Mayor Michael Estes said he doesn’t expect any fast decision on the park use policy because the public needs more time to digest it and the commission more time to discuss it. But he hopes the commission will introduce the noise ordinance for adoption at its next regular meeting.
“If the city commission can abate some of the noise problems, I think the other issues will start to go away,” Estes said.
The proposed ordinance would change sound requirements to include lower level, bass sounds. The ordinance would apply to all events, not just festivals. A violation warrants a one-time, maximum $500 fine.

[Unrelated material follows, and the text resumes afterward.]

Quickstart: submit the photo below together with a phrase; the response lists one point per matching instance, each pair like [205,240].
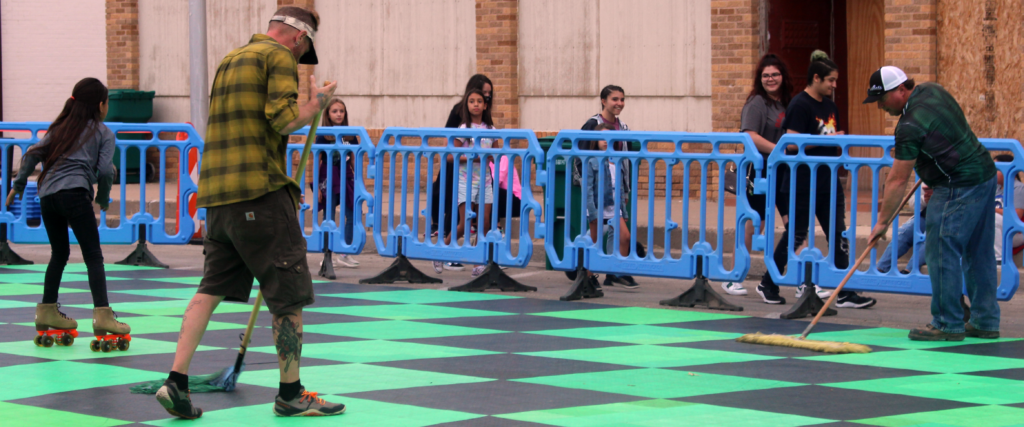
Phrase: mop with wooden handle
[826,346]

But it also puts a festival in violation of its permit, allowing the city manager under the parks policy to order the event halted if it doesn’t lower the sound, wrote city attorney Lauren Trible-Laucht in a memo.
Mark Walter, who does the sound for National Cherry Festival concerns as general Manager of Sound Environment LLC, said the new limits overall aren’t much more restrictive that those that exist now.
The lower limits may prevent some acts from playing at the Open Space, but it won’t be a problem for the Cherry Festival, he said.
Walter took extensive sound readings last year in city neighborhoods during the National Cherry Festival’s Foreigner concert and said they would still fall below the proposed limit.
“We’d be a lot closer, but we’d still be under it,” Walter said. “It means you’ll never see any acts ... bigger than the Cherry Festival’s.”